What the Many Owe the Few: Standing Up to Hatred and Bigotry
I am married to a man who is an ardent World War II expert — an armchair expert, mind you, not an academic. He grew up in the shadow of the men of his grandfather’s generation, absorbing the stories of heroism they brought back after fighting against the terrorism Nazi Germany visited upon the world.
What this means is that over the last 15 years, I have absorbed more World War II history than I would have imagined possible. Really. You truly have no idea the wealth of documentaries, books, and yes — periodicals — devoted to the history of the Second World War. While we sleep at night, Winston Churchill stares down at us from one of Carl Mydans’ iconic Life magazine prints, lovingly hung by my husband next to our bed.
His passion for World War II is met by my lifelong interest in the history of America’s Civil Rights movement. A movement sparked, in part, by the hypocrisy raised by the specter of American war heroes of color returning to state-sanctioned apartheid at home. Embers from this spark were later fueled by the lynching of a 14-year-old innocent, Emmett Till, born the same year that the United States entered the war.
So I was disgusted and outraged to see that in the wake of the horrifying violence and deaths that resulted from a white supremacist rally in Charlottesville, Virginia, where demonstrators waved Nazi flags, that one of Texas’ most vocal leaders of the white supremacist movement not only felt it appropriate to reference Charlottesville and announce an upcoming rally on the Texas A&M campus* — but then had the audacity to declare that the violence that erupted in Virginia was the fault of “leftists” whose “anti-white” agenda has led to “white genocides.”
I’m not entirely sure what he meant — perhaps even he doesn’t know, because when he was asked by the reporter to name a single “white genocide” led by “leftists” he told the reporter he’d get back to him.

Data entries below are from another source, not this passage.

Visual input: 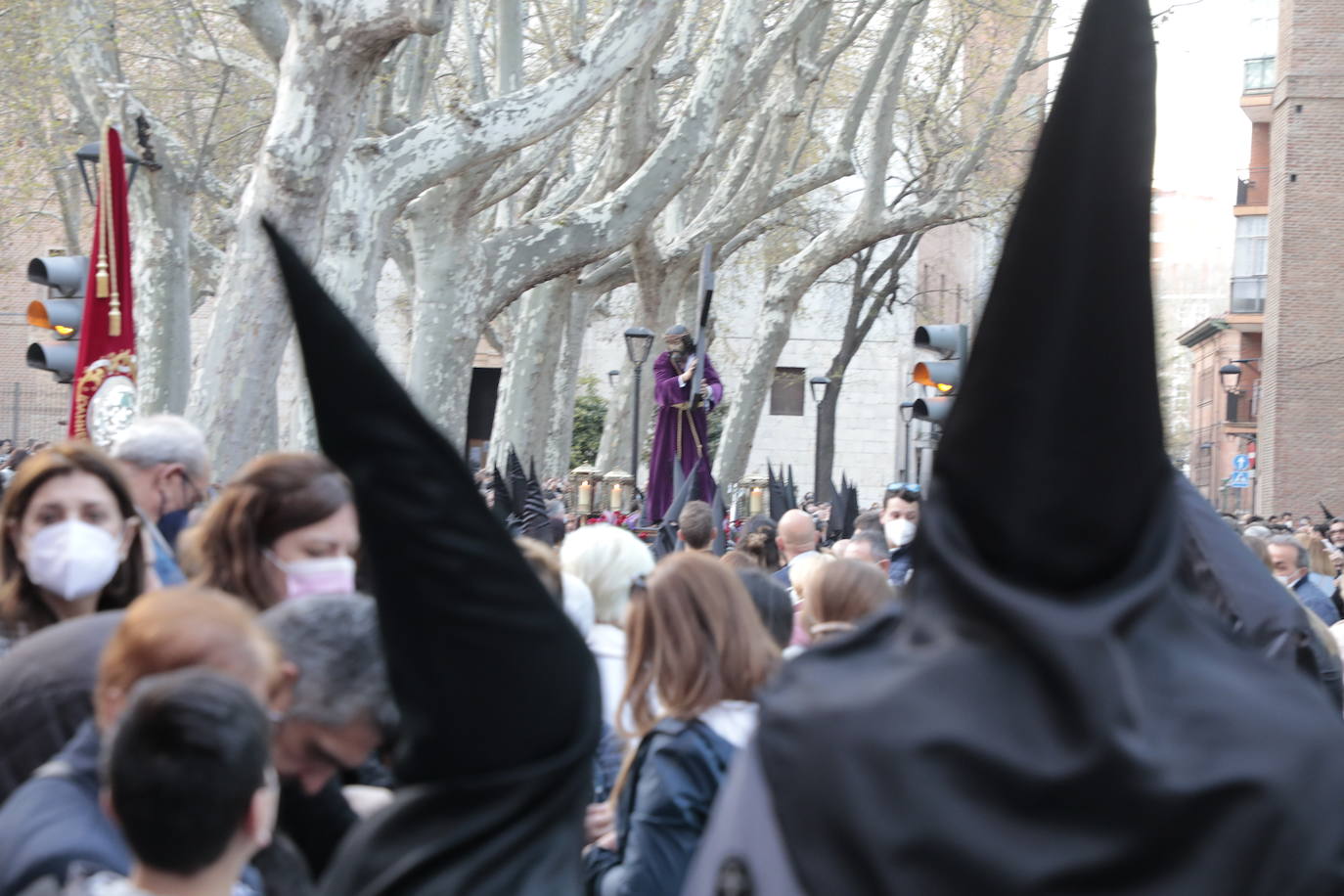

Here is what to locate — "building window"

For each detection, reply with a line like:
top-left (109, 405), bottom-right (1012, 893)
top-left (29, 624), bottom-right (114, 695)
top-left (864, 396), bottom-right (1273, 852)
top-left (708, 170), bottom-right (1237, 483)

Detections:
top-left (770, 367), bottom-right (806, 417)
top-left (1232, 215), bottom-right (1269, 314)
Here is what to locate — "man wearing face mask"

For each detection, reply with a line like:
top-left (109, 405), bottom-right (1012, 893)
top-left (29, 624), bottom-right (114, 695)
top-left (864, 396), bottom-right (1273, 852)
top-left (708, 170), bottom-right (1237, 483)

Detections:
top-left (112, 414), bottom-right (209, 587)
top-left (881, 482), bottom-right (919, 587)
top-left (1266, 535), bottom-right (1340, 625)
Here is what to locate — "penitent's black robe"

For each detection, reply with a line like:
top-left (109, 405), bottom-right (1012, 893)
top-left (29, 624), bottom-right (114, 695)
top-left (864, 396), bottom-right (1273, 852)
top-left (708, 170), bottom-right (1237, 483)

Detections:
top-left (263, 220), bottom-right (600, 896)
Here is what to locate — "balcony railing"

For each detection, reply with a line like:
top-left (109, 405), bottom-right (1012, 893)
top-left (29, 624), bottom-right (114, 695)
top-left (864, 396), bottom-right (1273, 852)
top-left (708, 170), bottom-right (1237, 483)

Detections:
top-left (1236, 165), bottom-right (1269, 205)
top-left (1226, 392), bottom-right (1255, 426)
top-left (1232, 274), bottom-right (1268, 314)
top-left (1242, 57), bottom-right (1275, 93)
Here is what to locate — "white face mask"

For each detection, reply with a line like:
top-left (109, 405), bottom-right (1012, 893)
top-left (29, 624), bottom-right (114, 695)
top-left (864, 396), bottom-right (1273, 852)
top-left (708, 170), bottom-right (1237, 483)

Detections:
top-left (266, 551), bottom-right (355, 598)
top-left (881, 517), bottom-right (916, 548)
top-left (22, 519), bottom-right (122, 601)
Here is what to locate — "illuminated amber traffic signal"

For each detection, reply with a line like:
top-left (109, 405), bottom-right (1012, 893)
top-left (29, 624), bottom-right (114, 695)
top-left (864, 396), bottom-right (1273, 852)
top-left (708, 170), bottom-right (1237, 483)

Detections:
top-left (26, 255), bottom-right (89, 382)
top-left (910, 324), bottom-right (966, 424)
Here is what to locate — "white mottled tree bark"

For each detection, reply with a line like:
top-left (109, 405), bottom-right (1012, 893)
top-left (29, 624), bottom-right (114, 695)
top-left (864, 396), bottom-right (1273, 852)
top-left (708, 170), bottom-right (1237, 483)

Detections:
top-left (411, 0), bottom-right (761, 440)
top-left (190, 0), bottom-right (448, 475)
top-left (715, 0), bottom-right (1051, 481)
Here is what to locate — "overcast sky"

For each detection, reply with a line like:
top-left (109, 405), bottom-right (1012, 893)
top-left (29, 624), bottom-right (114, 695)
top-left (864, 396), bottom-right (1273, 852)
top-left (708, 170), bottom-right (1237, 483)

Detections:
top-left (1051, 0), bottom-right (1250, 200)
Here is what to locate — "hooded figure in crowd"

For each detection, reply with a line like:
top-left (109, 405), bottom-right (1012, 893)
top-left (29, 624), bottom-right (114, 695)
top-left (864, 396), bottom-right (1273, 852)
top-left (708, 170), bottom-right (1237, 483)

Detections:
top-left (684, 0), bottom-right (1344, 896)
top-left (267, 220), bottom-right (601, 896)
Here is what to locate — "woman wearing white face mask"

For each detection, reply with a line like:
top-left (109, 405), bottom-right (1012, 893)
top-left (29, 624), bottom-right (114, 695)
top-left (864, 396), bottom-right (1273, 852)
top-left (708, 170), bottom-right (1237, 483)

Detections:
top-left (181, 454), bottom-right (359, 609)
top-left (0, 442), bottom-right (145, 651)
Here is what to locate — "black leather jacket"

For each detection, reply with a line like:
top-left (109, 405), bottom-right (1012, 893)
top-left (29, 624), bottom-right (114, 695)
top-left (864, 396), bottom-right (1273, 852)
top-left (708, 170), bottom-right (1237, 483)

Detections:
top-left (585, 719), bottom-right (737, 896)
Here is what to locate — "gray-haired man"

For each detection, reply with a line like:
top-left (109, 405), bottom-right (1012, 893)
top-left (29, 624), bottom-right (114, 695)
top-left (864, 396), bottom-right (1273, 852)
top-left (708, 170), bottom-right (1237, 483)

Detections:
top-left (112, 414), bottom-right (209, 587)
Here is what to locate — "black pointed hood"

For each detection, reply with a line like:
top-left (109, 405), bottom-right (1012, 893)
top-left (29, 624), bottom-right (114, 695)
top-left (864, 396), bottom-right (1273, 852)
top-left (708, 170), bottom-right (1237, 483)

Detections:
top-left (935, 0), bottom-right (1171, 589)
top-left (507, 446), bottom-right (527, 518)
top-left (522, 460), bottom-right (555, 546)
top-left (827, 472), bottom-right (844, 543)
top-left (765, 461), bottom-right (789, 522)
top-left (725, 0), bottom-right (1344, 896)
top-left (266, 224), bottom-right (598, 795)
top-left (491, 465), bottom-right (514, 525)
top-left (711, 489), bottom-right (729, 558)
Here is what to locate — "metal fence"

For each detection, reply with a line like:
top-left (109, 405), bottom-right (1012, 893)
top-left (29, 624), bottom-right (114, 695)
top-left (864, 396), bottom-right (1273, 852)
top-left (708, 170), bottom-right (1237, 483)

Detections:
top-left (0, 381), bottom-right (69, 447)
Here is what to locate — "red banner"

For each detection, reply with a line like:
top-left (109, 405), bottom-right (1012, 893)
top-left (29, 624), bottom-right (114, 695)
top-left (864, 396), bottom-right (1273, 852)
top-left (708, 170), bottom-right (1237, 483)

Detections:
top-left (69, 127), bottom-right (136, 447)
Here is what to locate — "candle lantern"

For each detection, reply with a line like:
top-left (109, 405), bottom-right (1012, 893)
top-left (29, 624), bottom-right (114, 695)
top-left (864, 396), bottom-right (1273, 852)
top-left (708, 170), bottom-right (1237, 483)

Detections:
top-left (738, 475), bottom-right (770, 515)
top-left (603, 470), bottom-right (635, 514)
top-left (564, 464), bottom-right (598, 515)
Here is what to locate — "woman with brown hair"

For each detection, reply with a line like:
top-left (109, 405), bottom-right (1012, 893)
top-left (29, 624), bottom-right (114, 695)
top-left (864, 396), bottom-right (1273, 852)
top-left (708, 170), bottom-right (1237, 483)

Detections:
top-left (802, 560), bottom-right (894, 644)
top-left (585, 552), bottom-right (780, 896)
top-left (736, 514), bottom-right (781, 572)
top-left (0, 442), bottom-right (145, 652)
top-left (181, 454), bottom-right (359, 609)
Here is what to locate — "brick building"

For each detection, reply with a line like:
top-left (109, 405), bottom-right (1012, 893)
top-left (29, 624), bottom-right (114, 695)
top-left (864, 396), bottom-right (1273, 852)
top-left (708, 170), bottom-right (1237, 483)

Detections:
top-left (1257, 0), bottom-right (1344, 514)
top-left (1180, 0), bottom-right (1344, 515)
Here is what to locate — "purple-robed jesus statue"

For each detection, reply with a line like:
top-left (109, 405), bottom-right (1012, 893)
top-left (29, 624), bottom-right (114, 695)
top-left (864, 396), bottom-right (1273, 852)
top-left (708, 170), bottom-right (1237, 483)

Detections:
top-left (646, 324), bottom-right (723, 522)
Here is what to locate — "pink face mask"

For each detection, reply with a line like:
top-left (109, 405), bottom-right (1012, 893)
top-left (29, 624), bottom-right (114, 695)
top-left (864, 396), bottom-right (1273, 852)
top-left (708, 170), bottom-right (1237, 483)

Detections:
top-left (266, 551), bottom-right (355, 599)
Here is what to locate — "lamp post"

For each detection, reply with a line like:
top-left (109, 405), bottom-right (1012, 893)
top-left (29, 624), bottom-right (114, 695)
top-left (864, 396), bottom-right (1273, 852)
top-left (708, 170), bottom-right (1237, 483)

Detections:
top-left (899, 402), bottom-right (916, 482)
top-left (1218, 357), bottom-right (1259, 511)
top-left (625, 327), bottom-right (653, 483)
top-left (808, 377), bottom-right (834, 504)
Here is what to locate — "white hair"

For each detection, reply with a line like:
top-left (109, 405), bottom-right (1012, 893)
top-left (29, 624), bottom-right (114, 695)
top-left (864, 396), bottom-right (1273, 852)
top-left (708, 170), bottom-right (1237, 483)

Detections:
top-left (560, 572), bottom-right (597, 638)
top-left (560, 522), bottom-right (653, 625)
top-left (112, 414), bottom-right (208, 477)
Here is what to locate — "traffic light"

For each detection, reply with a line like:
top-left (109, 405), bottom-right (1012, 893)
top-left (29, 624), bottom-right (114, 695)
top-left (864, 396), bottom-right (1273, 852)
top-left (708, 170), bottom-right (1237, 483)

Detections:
top-left (910, 324), bottom-right (966, 424)
top-left (26, 255), bottom-right (89, 382)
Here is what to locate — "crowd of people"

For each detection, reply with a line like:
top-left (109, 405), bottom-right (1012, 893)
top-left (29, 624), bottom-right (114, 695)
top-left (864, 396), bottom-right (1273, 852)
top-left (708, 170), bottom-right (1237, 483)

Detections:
top-left (8, 0), bottom-right (1344, 896)
top-left (0, 408), bottom-right (1344, 895)
top-left (0, 402), bottom-right (946, 895)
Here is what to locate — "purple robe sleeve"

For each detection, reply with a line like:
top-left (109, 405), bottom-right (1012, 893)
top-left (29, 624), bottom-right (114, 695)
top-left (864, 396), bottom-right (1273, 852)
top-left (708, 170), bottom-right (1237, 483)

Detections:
top-left (653, 352), bottom-right (690, 407)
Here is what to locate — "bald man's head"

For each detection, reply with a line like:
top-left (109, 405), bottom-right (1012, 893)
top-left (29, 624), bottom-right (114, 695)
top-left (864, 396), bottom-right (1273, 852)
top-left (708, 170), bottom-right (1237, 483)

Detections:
top-left (779, 511), bottom-right (822, 560)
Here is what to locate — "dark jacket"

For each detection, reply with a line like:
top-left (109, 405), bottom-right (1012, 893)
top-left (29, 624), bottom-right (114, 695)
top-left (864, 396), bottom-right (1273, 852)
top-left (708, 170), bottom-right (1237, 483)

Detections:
top-left (0, 721), bottom-right (130, 896)
top-left (887, 544), bottom-right (914, 589)
top-left (0, 609), bottom-right (122, 802)
top-left (586, 719), bottom-right (737, 896)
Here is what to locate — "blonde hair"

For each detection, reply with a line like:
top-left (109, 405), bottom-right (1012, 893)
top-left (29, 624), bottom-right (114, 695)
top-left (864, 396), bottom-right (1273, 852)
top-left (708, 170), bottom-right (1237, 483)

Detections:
top-left (804, 560), bottom-right (894, 642)
top-left (618, 552), bottom-right (780, 737)
top-left (560, 522), bottom-right (653, 625)
top-left (1293, 532), bottom-right (1334, 579)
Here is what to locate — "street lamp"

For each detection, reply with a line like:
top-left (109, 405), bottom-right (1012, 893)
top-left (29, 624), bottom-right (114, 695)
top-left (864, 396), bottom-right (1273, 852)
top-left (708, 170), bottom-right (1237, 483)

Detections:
top-left (625, 327), bottom-right (653, 483)
top-left (808, 377), bottom-right (834, 503)
top-left (75, 144), bottom-right (143, 205)
top-left (901, 402), bottom-right (916, 482)
top-left (1218, 357), bottom-right (1259, 395)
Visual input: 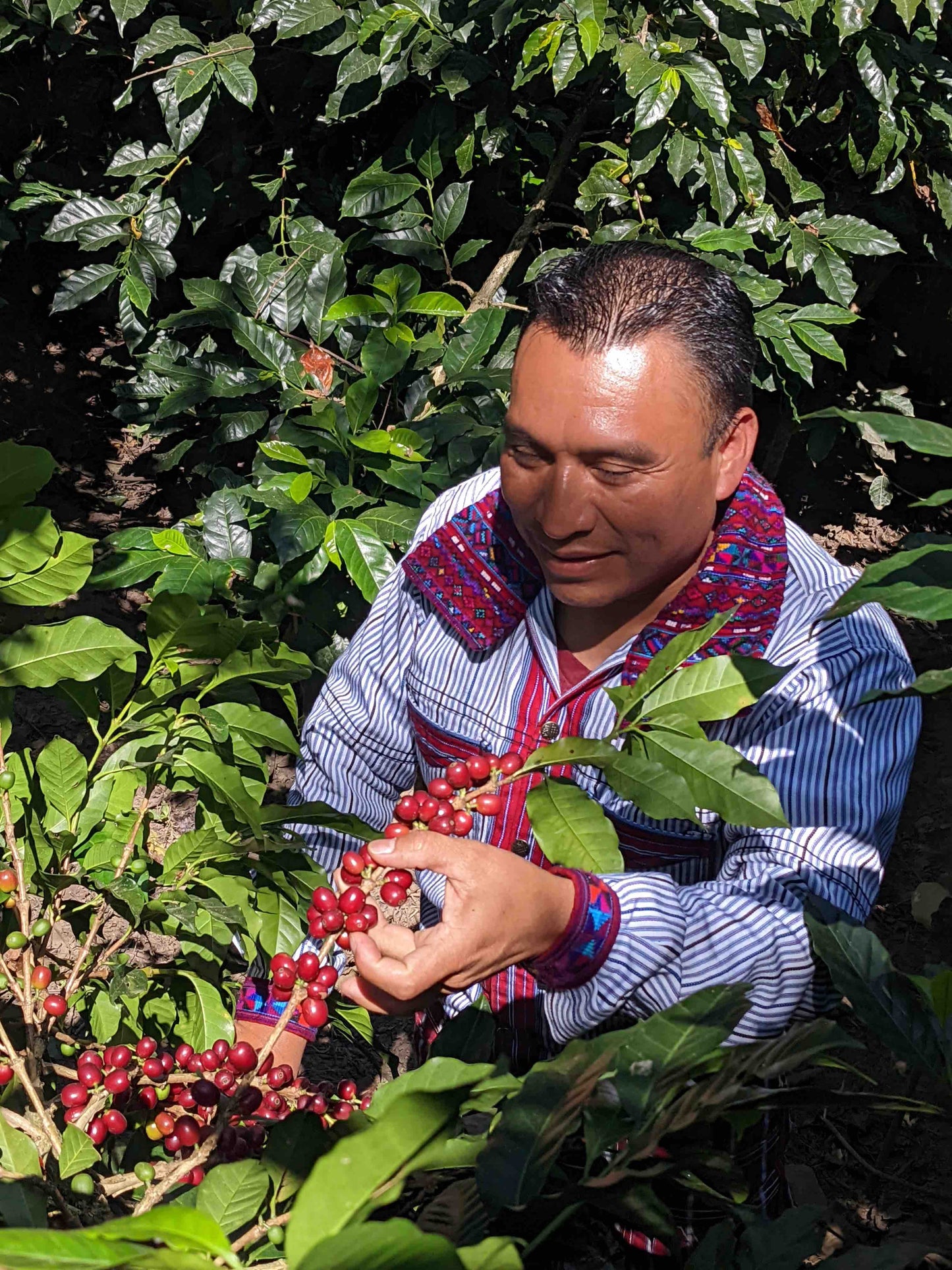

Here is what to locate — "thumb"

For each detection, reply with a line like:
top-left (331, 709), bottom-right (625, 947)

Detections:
top-left (367, 829), bottom-right (472, 878)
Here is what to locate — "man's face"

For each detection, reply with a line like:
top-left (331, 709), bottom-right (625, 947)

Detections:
top-left (500, 326), bottom-right (756, 608)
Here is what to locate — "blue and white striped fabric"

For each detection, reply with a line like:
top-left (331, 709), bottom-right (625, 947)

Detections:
top-left (292, 470), bottom-right (920, 1044)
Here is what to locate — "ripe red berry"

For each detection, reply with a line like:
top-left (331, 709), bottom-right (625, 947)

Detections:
top-left (229, 1040), bottom-right (258, 1076)
top-left (340, 886), bottom-right (367, 914)
top-left (466, 755), bottom-right (489, 785)
top-left (379, 881), bottom-right (406, 908)
top-left (103, 1068), bottom-right (130, 1093)
top-left (271, 966), bottom-right (297, 992)
top-left (103, 1107), bottom-right (128, 1138)
top-left (297, 952), bottom-right (321, 983)
top-left (447, 759), bottom-right (470, 790)
top-left (60, 1081), bottom-right (89, 1107)
top-left (301, 997), bottom-right (327, 1027)
top-left (476, 794), bottom-right (503, 815)
top-left (453, 795), bottom-right (472, 838)
top-left (393, 794), bottom-right (420, 824)
top-left (495, 751), bottom-right (522, 776)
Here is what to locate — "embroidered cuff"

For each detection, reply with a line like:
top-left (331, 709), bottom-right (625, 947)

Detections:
top-left (526, 869), bottom-right (621, 992)
top-left (235, 978), bottom-right (318, 1040)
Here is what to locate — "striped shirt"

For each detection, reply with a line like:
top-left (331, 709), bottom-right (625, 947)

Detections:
top-left (291, 470), bottom-right (920, 1056)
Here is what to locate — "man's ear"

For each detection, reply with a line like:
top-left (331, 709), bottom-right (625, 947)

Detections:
top-left (714, 405), bottom-right (759, 503)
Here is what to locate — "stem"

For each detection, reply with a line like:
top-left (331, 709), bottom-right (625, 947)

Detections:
top-left (0, 1024), bottom-right (62, 1159)
top-left (466, 93), bottom-right (594, 316)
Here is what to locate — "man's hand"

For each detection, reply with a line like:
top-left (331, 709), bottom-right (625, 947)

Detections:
top-left (339, 833), bottom-right (575, 1014)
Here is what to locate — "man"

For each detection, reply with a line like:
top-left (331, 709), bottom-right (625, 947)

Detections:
top-left (235, 243), bottom-right (919, 1158)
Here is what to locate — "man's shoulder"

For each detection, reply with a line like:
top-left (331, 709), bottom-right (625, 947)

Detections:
top-left (412, 467), bottom-right (507, 546)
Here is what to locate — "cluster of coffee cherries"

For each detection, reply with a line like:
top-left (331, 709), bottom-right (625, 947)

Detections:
top-left (381, 753), bottom-right (523, 838)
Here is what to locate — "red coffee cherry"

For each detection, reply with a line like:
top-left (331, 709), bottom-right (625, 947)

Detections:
top-left (466, 755), bottom-right (490, 785)
top-left (447, 759), bottom-right (470, 790)
top-left (86, 1115), bottom-right (107, 1147)
top-left (340, 886), bottom-right (367, 914)
top-left (476, 794), bottom-right (503, 815)
top-left (229, 1040), bottom-right (258, 1076)
top-left (495, 751), bottom-right (522, 776)
top-left (453, 795), bottom-right (472, 838)
top-left (393, 794), bottom-right (420, 823)
top-left (379, 881), bottom-right (406, 908)
top-left (301, 997), bottom-right (329, 1027)
top-left (103, 1068), bottom-right (130, 1093)
top-left (103, 1107), bottom-right (128, 1138)
top-left (340, 851), bottom-right (363, 878)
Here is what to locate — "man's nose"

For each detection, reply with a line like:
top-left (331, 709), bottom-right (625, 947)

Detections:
top-left (537, 461), bottom-right (596, 542)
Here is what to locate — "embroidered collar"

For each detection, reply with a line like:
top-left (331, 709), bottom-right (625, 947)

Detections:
top-left (404, 467), bottom-right (787, 682)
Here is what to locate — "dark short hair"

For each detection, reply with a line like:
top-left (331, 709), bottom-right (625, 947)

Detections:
top-left (523, 243), bottom-right (756, 453)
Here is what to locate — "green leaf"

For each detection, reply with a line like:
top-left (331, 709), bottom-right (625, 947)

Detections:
top-left (340, 166), bottom-right (420, 218)
top-left (294, 1217), bottom-right (463, 1270)
top-left (644, 728), bottom-right (787, 829)
top-left (0, 533), bottom-right (93, 608)
top-left (49, 262), bottom-right (119, 314)
top-left (196, 1159), bottom-right (270, 1234)
top-left (642, 655), bottom-right (789, 722)
top-left (526, 776), bottom-right (625, 874)
top-left (436, 181), bottom-right (472, 243)
top-left (287, 1089), bottom-right (472, 1270)
top-left (0, 618), bottom-right (142, 688)
top-left (822, 540), bottom-right (952, 622)
top-left (175, 970), bottom-right (235, 1053)
top-left (60, 1124), bottom-right (100, 1180)
top-left (805, 900), bottom-right (952, 1080)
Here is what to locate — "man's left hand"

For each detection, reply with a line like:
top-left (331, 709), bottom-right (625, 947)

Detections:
top-left (339, 832), bottom-right (575, 1015)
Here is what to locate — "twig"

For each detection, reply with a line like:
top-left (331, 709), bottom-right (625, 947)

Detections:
top-left (231, 1211), bottom-right (291, 1252)
top-left (466, 93), bottom-right (594, 316)
top-left (822, 1111), bottom-right (949, 1208)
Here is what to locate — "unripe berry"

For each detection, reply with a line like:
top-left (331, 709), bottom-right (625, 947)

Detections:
top-left (447, 759), bottom-right (470, 790)
top-left (393, 794), bottom-right (420, 823)
top-left (466, 755), bottom-right (489, 785)
top-left (340, 851), bottom-right (363, 878)
top-left (476, 794), bottom-right (503, 815)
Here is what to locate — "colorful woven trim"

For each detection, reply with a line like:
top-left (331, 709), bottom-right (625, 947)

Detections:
top-left (404, 490), bottom-right (542, 652)
top-left (404, 467), bottom-right (788, 665)
top-left (526, 869), bottom-right (621, 992)
top-left (235, 978), bottom-right (318, 1040)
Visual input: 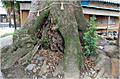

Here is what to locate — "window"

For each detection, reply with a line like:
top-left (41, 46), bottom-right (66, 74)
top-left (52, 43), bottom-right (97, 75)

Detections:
top-left (109, 17), bottom-right (116, 24)
top-left (0, 15), bottom-right (8, 22)
top-left (93, 16), bottom-right (108, 24)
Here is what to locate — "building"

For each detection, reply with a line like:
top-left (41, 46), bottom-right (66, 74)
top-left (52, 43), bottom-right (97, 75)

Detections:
top-left (17, 0), bottom-right (120, 32)
top-left (0, 0), bottom-right (9, 27)
top-left (81, 0), bottom-right (120, 32)
top-left (16, 0), bottom-right (31, 28)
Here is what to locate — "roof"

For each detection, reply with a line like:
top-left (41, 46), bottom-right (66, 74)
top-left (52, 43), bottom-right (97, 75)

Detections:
top-left (82, 5), bottom-right (120, 11)
top-left (16, 0), bottom-right (31, 1)
top-left (89, 0), bottom-right (120, 4)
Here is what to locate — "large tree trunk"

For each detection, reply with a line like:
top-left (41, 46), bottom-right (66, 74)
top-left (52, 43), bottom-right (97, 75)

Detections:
top-left (2, 0), bottom-right (88, 78)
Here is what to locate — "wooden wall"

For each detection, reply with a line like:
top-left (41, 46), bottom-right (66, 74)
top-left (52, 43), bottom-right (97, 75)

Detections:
top-left (21, 10), bottom-right (29, 28)
top-left (84, 14), bottom-right (119, 32)
top-left (89, 1), bottom-right (118, 8)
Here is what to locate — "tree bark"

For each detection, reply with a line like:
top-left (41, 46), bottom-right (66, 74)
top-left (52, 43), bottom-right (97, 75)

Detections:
top-left (2, 0), bottom-right (88, 78)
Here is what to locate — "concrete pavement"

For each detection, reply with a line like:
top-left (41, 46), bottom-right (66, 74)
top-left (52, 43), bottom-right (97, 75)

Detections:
top-left (0, 35), bottom-right (13, 79)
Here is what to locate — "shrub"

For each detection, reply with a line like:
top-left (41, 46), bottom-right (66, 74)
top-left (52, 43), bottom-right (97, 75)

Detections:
top-left (83, 16), bottom-right (98, 55)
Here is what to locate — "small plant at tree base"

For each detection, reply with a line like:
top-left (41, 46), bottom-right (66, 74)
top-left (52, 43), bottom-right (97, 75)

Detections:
top-left (43, 38), bottom-right (50, 49)
top-left (83, 16), bottom-right (98, 55)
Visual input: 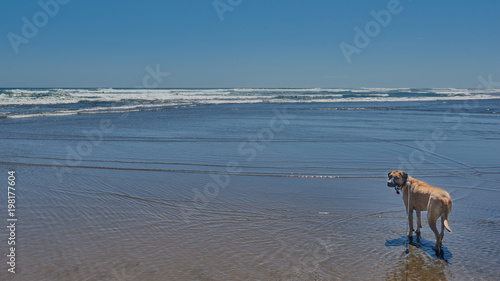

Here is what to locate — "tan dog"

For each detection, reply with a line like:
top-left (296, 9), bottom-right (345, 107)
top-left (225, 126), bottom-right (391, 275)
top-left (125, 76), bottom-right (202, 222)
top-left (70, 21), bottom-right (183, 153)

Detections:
top-left (387, 171), bottom-right (451, 251)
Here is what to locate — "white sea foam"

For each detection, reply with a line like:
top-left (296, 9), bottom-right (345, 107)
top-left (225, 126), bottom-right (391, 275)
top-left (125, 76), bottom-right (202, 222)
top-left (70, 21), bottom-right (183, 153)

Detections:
top-left (0, 88), bottom-right (500, 118)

Unsupported references to non-existent genocides makes a mockery out of the actual genocides and racial and ethnic violence perpetrated by white supremacists throughout history. And the attempt to shift blame from those responsible for the violence and death in Charlottesville is patently absurd.
It is like saying that because he refused to bow to Hitler’s will, Winston Churchill was himself responsible for the devastation caused by the Blitz. Or that Dietrich Bonhoeffer (my husband’s favorite theologian) deserved to be imprisoned and later hung because he returned from the United States to his native Germany to be part of the opposition to Hitler. Emmett Till did not invite his death — he was brutally murdered, as were the millions of innocents who died at the hands of the Nazis in concentration camps, the citizens of London killed during the Blitz, and the untold number of Americans who lost their lives to slavery, lynching, and hate crimes perpetrated by white supremacists in the United States.
The values of our democracy cry out for counter-protests in the face of those who would celebrate these murders. More fundamentally, civilization requires us to stand up and speak out. To declare with certainty that Winston Churchill and Dietrick Bonhoeffer are heroes and martyrs to what is right and good. To say with certainty that Martin Luther King, Jr’s sacred legacy as a great American must be protected and celebrated. And to remember that Emmett Till was an innocent whose atrocious murder sparked a movement, and that he did not die in vain.
On Saturday we added a new victim to the body count of intolerance and hatred. Not because she invited it, but because she chose to stand up for what is right and good. And as soon as plans for another rally on the A&M campus emerged, a group of students bravely announced that they would be there for a counter-protest.
They will be there to stand up to racism and bigotry because this is what people of good conscience must do. I am proud that so much of our work at Texas Appleseed focuses on trying to find solutions to the ongoing systemic inequities wrought by this country’s history of racial and ethnic violence, oppression, and segregation. And I will be there on September 11 to stand with the Texas A&M students and others who counter-protest.*
Standing up to hatred and bigotry and its permutations is, after all, what our heroes demand of us. It is what the many owe to the few.
*Update: August 15, 2017
Shortly after I posted, Texas A&M issued this statement cancelling the September 11 rally. While Texas Appleseed is a staunch supporter of the First Amendment, we appreciate the University’s concerns for the safety and welfare of its students and faculty given the deadly violence in Charlottesville.